# Zilla vs Curtis...ADC vs Warp9



## TX_Dj (Jul 25, 2008)

cruz'n said:


> On our last conversion we used an Advanced DC motor with a Curtis
> controller. I've read several of you use the Zilla controller with the Warp 9.
> Does this combo perform THAT much better? If its noticeable we will def
> switch. All input is appreciated.  thanks


I'm not that familiar with the Warp 9, but it's my understanding that the constant power rating is just barely above that of an ADC 9". Can't remember on the peaks.

But on the controller, there is a massive difference between the Curtis and the Zilla. First of all, the big 1231C is a 500A peak controller, and the Zilla (little one) is a 1000A peak controller. The amount of torque you'll get from the Zilla vs the Curtis is substantially greater. This is especially important if you intend to build your vehicle as a racer. Keep in mind though, the faster you discharge the batteries, the less overall power they have. (Look up amp hour ratings at different current rates, the quicker the discharge the less overall power can be delivered from the battery)

I don't know if the Warp 9 is worth the change from ADC 9", I'm going to use an ADC 9" because I am familiar with it, and I know that I can find parts for it if I need them. I'll also be going with a Curtis controller because I don't need the extra bells and whistles of the Zilla (though the hairball really appeals to the tweak-geek in me) and if I can limit myself to 500A or less without paying more for something I won't make full use of, then I will be less likely to hot rod the truck and my range will suffer less.

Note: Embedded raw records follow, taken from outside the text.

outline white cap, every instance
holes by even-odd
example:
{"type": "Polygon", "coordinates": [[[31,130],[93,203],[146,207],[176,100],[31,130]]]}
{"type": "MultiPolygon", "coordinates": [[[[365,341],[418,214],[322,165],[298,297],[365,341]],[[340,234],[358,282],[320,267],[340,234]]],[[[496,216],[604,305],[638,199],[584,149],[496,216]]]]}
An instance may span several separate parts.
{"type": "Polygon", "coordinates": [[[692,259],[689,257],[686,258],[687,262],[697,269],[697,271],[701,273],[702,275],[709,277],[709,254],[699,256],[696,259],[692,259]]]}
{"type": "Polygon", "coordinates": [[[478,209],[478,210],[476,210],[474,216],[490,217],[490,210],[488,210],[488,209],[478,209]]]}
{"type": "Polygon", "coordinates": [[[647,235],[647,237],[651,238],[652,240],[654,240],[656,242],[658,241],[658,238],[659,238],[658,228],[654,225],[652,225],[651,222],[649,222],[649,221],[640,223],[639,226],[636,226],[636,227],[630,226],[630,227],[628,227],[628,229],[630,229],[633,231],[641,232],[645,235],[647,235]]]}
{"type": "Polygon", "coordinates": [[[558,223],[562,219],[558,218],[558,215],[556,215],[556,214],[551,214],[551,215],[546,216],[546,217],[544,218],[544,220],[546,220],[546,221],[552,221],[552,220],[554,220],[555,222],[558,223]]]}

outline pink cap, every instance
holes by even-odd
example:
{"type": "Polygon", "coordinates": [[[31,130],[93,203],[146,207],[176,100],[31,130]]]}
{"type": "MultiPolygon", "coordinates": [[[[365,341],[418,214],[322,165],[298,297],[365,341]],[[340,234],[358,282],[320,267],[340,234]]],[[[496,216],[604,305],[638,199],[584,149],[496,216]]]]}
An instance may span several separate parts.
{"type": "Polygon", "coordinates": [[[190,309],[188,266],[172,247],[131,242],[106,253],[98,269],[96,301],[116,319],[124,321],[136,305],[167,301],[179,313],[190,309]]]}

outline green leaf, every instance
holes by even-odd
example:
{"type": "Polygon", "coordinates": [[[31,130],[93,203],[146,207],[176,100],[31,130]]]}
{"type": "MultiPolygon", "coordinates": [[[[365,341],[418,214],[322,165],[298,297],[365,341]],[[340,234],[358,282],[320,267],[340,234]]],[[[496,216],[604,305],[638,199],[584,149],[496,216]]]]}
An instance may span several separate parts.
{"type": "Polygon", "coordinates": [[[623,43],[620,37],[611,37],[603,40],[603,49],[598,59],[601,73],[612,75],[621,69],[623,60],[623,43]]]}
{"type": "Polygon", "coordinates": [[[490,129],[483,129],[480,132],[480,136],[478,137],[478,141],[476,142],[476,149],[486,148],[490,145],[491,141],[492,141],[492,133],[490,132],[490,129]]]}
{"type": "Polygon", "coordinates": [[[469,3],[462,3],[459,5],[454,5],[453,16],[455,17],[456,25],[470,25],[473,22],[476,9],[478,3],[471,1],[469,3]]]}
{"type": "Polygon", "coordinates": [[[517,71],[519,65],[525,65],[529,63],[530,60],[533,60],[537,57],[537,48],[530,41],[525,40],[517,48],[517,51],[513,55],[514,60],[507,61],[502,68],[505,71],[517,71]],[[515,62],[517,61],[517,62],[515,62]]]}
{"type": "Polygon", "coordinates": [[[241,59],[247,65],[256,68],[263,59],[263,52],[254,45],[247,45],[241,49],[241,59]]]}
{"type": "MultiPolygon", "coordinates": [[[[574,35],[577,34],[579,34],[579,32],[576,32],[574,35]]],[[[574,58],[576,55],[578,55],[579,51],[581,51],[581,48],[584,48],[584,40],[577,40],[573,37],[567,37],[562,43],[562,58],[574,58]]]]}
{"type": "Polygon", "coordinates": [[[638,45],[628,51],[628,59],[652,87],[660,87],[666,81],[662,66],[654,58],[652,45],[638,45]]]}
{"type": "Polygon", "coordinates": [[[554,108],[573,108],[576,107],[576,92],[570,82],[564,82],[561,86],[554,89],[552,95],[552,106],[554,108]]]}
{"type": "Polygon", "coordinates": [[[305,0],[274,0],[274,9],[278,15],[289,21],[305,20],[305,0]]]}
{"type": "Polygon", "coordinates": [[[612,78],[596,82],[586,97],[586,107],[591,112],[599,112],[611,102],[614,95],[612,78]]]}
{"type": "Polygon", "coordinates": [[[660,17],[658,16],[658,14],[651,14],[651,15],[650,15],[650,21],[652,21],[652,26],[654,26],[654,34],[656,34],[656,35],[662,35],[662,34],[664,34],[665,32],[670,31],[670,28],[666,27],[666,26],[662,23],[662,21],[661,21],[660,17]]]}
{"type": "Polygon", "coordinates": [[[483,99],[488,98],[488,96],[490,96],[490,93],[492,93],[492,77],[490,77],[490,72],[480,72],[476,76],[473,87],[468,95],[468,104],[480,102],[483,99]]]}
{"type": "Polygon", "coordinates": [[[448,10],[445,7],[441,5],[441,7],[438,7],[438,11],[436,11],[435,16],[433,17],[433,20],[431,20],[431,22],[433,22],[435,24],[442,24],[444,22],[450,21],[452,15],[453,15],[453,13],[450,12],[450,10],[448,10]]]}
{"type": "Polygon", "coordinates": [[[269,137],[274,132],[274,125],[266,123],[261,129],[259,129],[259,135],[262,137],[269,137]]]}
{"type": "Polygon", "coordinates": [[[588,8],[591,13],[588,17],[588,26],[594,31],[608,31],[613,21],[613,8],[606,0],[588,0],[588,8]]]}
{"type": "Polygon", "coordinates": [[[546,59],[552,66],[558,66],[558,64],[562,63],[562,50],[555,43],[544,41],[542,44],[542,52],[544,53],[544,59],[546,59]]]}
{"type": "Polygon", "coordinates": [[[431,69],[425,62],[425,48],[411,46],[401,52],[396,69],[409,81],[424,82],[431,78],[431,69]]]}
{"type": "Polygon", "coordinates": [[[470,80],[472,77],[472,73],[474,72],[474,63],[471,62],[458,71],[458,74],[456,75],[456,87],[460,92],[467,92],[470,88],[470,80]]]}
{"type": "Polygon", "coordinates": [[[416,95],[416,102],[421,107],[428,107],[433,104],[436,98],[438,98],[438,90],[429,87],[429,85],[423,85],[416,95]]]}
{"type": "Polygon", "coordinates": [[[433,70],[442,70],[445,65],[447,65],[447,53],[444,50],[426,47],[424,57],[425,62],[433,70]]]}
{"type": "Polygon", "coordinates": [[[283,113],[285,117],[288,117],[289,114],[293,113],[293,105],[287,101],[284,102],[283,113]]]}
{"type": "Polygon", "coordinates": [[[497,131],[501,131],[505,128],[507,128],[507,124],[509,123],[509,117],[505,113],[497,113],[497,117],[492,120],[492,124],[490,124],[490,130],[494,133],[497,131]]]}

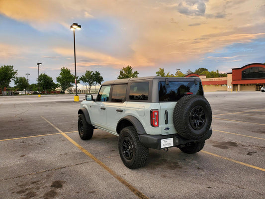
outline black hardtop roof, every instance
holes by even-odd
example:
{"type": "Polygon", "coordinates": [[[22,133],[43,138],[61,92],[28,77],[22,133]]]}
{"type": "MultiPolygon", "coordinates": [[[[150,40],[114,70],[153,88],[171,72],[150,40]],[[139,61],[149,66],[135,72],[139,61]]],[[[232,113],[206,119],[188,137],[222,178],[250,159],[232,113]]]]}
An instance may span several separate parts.
{"type": "Polygon", "coordinates": [[[170,80],[176,79],[177,80],[180,80],[182,79],[183,80],[187,81],[188,79],[194,80],[194,78],[198,79],[200,80],[199,78],[197,77],[192,77],[192,78],[176,78],[176,77],[161,77],[161,76],[148,76],[148,77],[142,77],[140,78],[127,78],[127,79],[122,79],[121,80],[111,80],[104,82],[101,84],[101,85],[110,85],[110,84],[127,84],[129,82],[136,81],[141,81],[141,80],[152,80],[154,79],[162,79],[165,80],[165,79],[169,79],[170,80]]]}

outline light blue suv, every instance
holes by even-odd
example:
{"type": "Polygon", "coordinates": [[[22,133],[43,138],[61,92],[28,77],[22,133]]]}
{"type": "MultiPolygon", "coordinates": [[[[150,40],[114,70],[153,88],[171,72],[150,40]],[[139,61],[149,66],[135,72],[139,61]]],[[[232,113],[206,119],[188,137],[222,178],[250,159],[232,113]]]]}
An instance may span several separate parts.
{"type": "Polygon", "coordinates": [[[106,82],[95,99],[86,95],[78,114],[81,139],[91,139],[95,128],[119,136],[121,158],[130,169],[145,165],[149,148],[196,153],[212,132],[211,107],[197,78],[106,82]]]}

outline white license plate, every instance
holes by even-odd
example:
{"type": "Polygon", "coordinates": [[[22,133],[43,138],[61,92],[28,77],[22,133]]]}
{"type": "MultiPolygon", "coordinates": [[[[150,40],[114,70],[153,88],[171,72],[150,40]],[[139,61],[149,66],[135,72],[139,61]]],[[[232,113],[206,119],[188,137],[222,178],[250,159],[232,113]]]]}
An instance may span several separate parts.
{"type": "Polygon", "coordinates": [[[173,138],[163,139],[161,140],[161,148],[166,147],[170,147],[173,146],[174,143],[173,141],[173,138]]]}

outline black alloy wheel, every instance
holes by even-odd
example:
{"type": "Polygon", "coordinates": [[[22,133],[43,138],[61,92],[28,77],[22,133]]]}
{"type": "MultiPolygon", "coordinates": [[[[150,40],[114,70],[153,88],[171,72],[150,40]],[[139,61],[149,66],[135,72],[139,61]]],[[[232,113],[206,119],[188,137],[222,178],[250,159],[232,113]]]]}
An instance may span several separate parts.
{"type": "Polygon", "coordinates": [[[194,107],[189,115],[189,123],[195,130],[201,129],[205,124],[206,114],[203,107],[198,105],[194,107]]]}
{"type": "Polygon", "coordinates": [[[131,160],[133,156],[133,145],[130,138],[125,137],[122,141],[122,152],[127,160],[131,160]]]}

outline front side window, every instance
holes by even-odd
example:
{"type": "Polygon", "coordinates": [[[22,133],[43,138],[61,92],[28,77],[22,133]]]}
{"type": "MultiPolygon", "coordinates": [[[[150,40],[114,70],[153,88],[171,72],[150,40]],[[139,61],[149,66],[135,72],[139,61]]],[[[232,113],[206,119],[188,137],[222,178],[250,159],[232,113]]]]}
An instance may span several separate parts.
{"type": "Polygon", "coordinates": [[[127,84],[120,84],[113,86],[111,101],[121,102],[125,99],[127,84]]]}
{"type": "Polygon", "coordinates": [[[109,92],[110,91],[110,85],[102,86],[97,95],[97,101],[108,101],[109,92]]]}
{"type": "Polygon", "coordinates": [[[131,84],[130,100],[148,100],[149,82],[137,82],[131,84]]]}
{"type": "Polygon", "coordinates": [[[193,95],[203,95],[202,86],[200,82],[197,84],[192,82],[159,82],[158,85],[159,101],[177,101],[186,93],[193,95]]]}

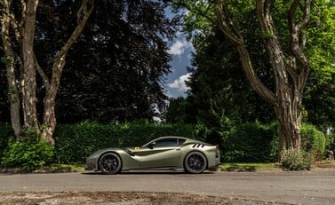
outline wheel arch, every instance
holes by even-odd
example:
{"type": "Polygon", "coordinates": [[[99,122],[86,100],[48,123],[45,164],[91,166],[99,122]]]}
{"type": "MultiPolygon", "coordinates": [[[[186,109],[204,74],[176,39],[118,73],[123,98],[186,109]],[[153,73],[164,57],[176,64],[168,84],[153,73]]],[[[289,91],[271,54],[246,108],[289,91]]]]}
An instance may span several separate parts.
{"type": "Polygon", "coordinates": [[[112,151],[112,150],[108,150],[108,151],[105,151],[105,152],[103,152],[103,153],[101,153],[100,154],[100,155],[99,156],[99,158],[98,158],[98,161],[97,161],[97,168],[98,168],[98,170],[100,170],[100,166],[99,165],[99,162],[100,162],[100,159],[101,159],[101,157],[103,156],[103,155],[105,155],[106,154],[116,154],[118,157],[119,157],[119,159],[120,159],[120,162],[121,162],[121,170],[122,170],[122,168],[123,168],[123,165],[124,165],[124,162],[123,162],[123,160],[122,160],[122,157],[121,157],[121,155],[120,155],[120,154],[118,154],[117,152],[116,152],[116,151],[112,151]]]}
{"type": "Polygon", "coordinates": [[[202,151],[202,150],[191,150],[189,152],[187,152],[185,156],[184,156],[184,159],[183,159],[183,167],[185,166],[185,160],[186,160],[186,157],[190,154],[191,153],[201,153],[203,154],[204,158],[206,159],[206,170],[208,169],[208,158],[207,158],[207,155],[202,151]]]}

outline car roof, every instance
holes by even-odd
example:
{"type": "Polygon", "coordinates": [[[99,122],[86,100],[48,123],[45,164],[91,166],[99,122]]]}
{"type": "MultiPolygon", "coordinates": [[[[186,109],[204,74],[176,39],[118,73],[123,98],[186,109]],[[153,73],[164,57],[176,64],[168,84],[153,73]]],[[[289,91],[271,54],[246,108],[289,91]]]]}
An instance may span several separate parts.
{"type": "Polygon", "coordinates": [[[156,141],[163,138],[181,138],[181,139],[186,139],[186,143],[201,143],[201,144],[210,145],[208,143],[202,142],[195,138],[189,138],[179,137],[179,136],[164,136],[164,137],[160,137],[158,138],[156,138],[153,141],[156,141]]]}

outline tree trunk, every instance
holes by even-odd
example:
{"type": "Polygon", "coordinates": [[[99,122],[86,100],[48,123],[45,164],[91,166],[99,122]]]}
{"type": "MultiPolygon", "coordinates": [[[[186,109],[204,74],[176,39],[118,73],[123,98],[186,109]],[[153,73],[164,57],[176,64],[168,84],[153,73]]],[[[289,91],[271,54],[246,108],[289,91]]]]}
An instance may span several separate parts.
{"type": "Polygon", "coordinates": [[[273,1],[256,0],[256,11],[275,78],[275,91],[267,88],[255,74],[249,51],[243,39],[230,19],[227,7],[219,4],[217,7],[217,22],[225,36],[236,47],[242,66],[251,87],[274,108],[279,122],[279,149],[300,148],[302,93],[309,74],[309,66],[303,53],[306,38],[301,30],[310,20],[311,0],[294,0],[288,12],[290,31],[290,53],[285,56],[278,40],[270,13],[273,1]],[[297,10],[303,15],[299,21],[297,10]]]}
{"type": "Polygon", "coordinates": [[[61,74],[65,66],[65,59],[68,50],[75,43],[76,40],[82,34],[84,28],[87,22],[87,20],[91,16],[94,10],[94,0],[91,2],[91,7],[87,10],[87,2],[83,0],[82,6],[77,12],[77,25],[75,30],[72,32],[71,36],[68,38],[67,43],[61,48],[60,52],[56,55],[54,62],[52,65],[52,75],[51,81],[49,81],[46,75],[43,73],[42,69],[38,67],[36,63],[37,70],[42,78],[44,80],[44,84],[46,88],[46,93],[44,99],[44,128],[42,130],[42,138],[45,138],[49,145],[53,145],[55,143],[53,139],[53,133],[57,125],[56,114],[55,114],[55,100],[57,97],[58,89],[60,86],[61,74]]]}
{"type": "Polygon", "coordinates": [[[36,131],[36,137],[39,136],[39,126],[36,111],[36,72],[35,69],[34,37],[37,5],[38,0],[28,0],[26,4],[26,17],[22,37],[24,129],[36,131]]]}
{"type": "Polygon", "coordinates": [[[20,94],[19,89],[16,85],[16,76],[15,76],[15,54],[12,51],[11,44],[11,39],[9,35],[11,18],[10,13],[10,4],[8,1],[2,1],[3,13],[2,18],[2,27],[1,35],[4,44],[4,55],[6,56],[5,66],[7,70],[7,82],[8,82],[8,91],[10,95],[11,102],[11,122],[12,127],[14,130],[14,134],[17,140],[20,139],[21,134],[21,123],[20,115],[20,94]]]}

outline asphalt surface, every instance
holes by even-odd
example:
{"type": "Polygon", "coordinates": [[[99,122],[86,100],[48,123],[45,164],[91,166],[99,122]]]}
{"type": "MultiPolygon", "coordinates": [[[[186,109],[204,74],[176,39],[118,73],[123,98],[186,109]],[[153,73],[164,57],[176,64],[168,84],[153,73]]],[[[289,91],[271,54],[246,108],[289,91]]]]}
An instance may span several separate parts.
{"type": "Polygon", "coordinates": [[[335,204],[335,170],[256,172],[82,171],[0,174],[0,192],[169,192],[240,197],[274,203],[335,204]]]}

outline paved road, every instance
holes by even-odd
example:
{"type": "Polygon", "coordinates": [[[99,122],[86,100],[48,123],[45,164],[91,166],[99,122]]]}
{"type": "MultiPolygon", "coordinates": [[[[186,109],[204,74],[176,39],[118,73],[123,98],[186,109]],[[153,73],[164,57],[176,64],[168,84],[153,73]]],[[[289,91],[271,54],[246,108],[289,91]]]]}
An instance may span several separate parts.
{"type": "Polygon", "coordinates": [[[335,204],[335,170],[0,174],[0,192],[30,191],[181,192],[292,204],[335,204]]]}

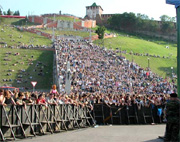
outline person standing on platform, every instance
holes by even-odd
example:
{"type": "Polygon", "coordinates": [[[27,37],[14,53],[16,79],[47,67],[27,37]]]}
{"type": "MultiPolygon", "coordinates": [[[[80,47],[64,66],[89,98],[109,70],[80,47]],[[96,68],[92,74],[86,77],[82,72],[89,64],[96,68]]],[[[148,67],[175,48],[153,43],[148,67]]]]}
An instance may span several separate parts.
{"type": "Polygon", "coordinates": [[[179,142],[180,100],[176,93],[170,94],[166,104],[166,132],[164,142],[179,142]]]}

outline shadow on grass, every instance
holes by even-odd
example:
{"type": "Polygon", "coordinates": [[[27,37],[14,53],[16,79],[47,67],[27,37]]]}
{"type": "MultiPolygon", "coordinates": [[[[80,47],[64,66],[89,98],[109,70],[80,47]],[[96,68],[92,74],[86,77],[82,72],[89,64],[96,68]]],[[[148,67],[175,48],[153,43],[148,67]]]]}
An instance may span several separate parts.
{"type": "Polygon", "coordinates": [[[157,138],[157,139],[147,140],[147,141],[144,141],[144,142],[164,142],[164,140],[157,138]]]}
{"type": "Polygon", "coordinates": [[[53,51],[39,51],[41,52],[38,58],[35,55],[28,56],[25,64],[32,63],[25,71],[19,70],[12,85],[25,90],[32,89],[31,81],[37,81],[36,89],[50,89],[53,83],[53,51]],[[32,57],[33,56],[33,57],[32,57]],[[30,61],[32,60],[32,61],[30,61]],[[22,76],[22,78],[21,78],[22,76]],[[17,80],[21,80],[17,83],[17,80]]]}

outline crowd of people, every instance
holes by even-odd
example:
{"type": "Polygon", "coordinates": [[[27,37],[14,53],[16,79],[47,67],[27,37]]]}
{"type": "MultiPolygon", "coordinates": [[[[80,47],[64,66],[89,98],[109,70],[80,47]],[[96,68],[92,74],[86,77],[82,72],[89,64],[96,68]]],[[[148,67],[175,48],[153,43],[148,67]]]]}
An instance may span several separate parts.
{"type": "Polygon", "coordinates": [[[163,79],[148,68],[143,69],[118,56],[118,51],[86,42],[61,40],[56,44],[62,94],[66,94],[68,62],[71,65],[71,92],[98,96],[110,104],[132,102],[135,98],[142,104],[162,104],[168,94],[177,92],[174,81],[163,79]]]}

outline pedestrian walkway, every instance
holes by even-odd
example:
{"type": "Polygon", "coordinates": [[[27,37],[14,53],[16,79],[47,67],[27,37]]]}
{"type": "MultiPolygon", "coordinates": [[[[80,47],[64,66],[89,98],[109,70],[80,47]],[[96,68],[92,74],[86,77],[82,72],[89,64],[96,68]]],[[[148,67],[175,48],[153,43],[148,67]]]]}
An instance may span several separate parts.
{"type": "Polygon", "coordinates": [[[163,142],[165,125],[96,126],[58,134],[38,136],[23,142],[163,142]]]}

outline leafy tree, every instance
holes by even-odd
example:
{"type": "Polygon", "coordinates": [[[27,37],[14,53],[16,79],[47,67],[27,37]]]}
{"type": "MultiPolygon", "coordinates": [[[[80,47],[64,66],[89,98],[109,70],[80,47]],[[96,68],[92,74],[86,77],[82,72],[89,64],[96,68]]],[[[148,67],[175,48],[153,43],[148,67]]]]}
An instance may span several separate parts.
{"type": "Polygon", "coordinates": [[[174,17],[169,17],[167,15],[162,15],[161,19],[161,31],[163,33],[171,33],[174,30],[174,17]]]}
{"type": "Polygon", "coordinates": [[[3,11],[3,15],[7,15],[6,11],[3,11]]]}
{"type": "Polygon", "coordinates": [[[98,27],[98,29],[96,30],[96,33],[98,34],[98,38],[99,39],[103,39],[104,38],[105,30],[106,30],[106,28],[104,26],[98,27]]]}

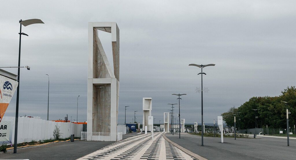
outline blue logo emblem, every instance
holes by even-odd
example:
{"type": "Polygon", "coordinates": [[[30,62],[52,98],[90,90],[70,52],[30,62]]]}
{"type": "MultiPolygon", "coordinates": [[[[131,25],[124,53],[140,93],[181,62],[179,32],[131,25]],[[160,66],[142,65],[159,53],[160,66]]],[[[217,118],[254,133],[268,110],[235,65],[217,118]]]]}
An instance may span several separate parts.
{"type": "Polygon", "coordinates": [[[12,90],[12,85],[10,82],[8,81],[6,81],[4,83],[4,85],[3,86],[3,89],[9,89],[11,91],[12,90]]]}

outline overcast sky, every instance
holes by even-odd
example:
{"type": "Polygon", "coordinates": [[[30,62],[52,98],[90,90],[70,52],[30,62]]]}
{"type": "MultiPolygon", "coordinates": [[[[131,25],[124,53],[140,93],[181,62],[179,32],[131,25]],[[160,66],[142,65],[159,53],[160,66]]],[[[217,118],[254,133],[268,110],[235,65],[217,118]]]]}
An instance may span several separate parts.
{"type": "MultiPolygon", "coordinates": [[[[22,28],[19,114],[86,120],[88,26],[115,22],[120,33],[119,123],[142,122],[142,97],[152,98],[152,115],[163,122],[173,93],[181,118],[201,122],[199,68],[205,68],[205,123],[253,96],[275,96],[295,85],[295,1],[5,1],[0,5],[0,67],[17,66],[19,20],[45,24],[22,28]]],[[[100,32],[112,66],[111,34],[100,32]]],[[[15,74],[17,70],[7,70],[15,74]]],[[[15,115],[15,94],[5,114],[15,115]]],[[[176,108],[177,109],[177,108],[176,108]]],[[[176,111],[175,111],[176,113],[176,111]]]]}

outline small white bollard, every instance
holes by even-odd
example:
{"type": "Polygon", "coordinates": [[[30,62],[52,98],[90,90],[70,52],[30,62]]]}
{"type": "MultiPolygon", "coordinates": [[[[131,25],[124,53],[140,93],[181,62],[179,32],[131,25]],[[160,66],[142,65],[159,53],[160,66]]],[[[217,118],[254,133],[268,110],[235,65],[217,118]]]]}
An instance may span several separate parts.
{"type": "Polygon", "coordinates": [[[152,130],[151,131],[151,132],[152,132],[152,141],[154,140],[154,137],[153,137],[153,132],[154,132],[153,130],[154,130],[154,129],[153,129],[153,125],[152,125],[152,130]]]}

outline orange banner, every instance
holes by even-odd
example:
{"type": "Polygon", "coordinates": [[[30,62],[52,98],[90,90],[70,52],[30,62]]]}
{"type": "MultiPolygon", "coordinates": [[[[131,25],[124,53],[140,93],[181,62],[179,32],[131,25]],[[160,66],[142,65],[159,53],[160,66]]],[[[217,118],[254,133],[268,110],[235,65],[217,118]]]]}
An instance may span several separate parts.
{"type": "Polygon", "coordinates": [[[0,122],[17,87],[18,83],[16,81],[0,75],[0,122]]]}

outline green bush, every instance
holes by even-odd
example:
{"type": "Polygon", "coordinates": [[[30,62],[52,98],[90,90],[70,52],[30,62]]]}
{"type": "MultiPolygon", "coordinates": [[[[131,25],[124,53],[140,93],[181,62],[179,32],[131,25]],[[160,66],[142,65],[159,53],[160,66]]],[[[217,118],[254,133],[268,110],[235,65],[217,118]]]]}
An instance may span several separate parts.
{"type": "Polygon", "coordinates": [[[3,143],[1,145],[0,145],[0,152],[7,152],[6,147],[7,147],[7,145],[6,143],[3,143]]]}

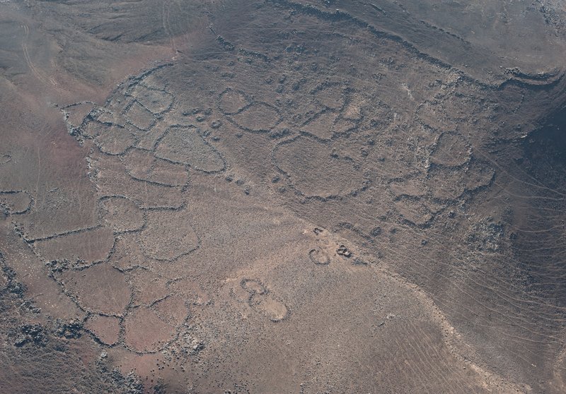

Part of the reason I don't drive sports cars and sports bikes anymore is cuz if the power is there, I *will* use it.


----------



## skullbearer (Jul 9, 2008)

TX_Dj said:


> Part of the reason I don't drive sports cars and sports bikes anymore is cuz if the power is there, I *will* use it.


Too true, too true.

I've always been a fan of the idea of an in cabin switch that would switch between an efficiency level amp limit, and a sport level amp limit.

Then you can snag your hairball, melt your compound, knock the panties off your girlfriend and knock the smirk off the Oilies all in one car.


----------



## cruz'n (Jul 13, 2008)

thanks for the feedback. Sounds like the Zilla is pretty cool. 
As far as the Warp 9 goes...not sure why everyone is waiting for one
when they could just pick up an ADC.... 
It would be nice if AC was more reasonable but I guess we'll just have
to wait like with batteries.


----------



## ElectriCar (Jun 15, 2008)

RE Zilla. Is there any news as to their lead time being reduced from 6 months anytime soon? I'm going 156V and I'm not sure the Curtis can deliver the power to the motor at the motors capacity. 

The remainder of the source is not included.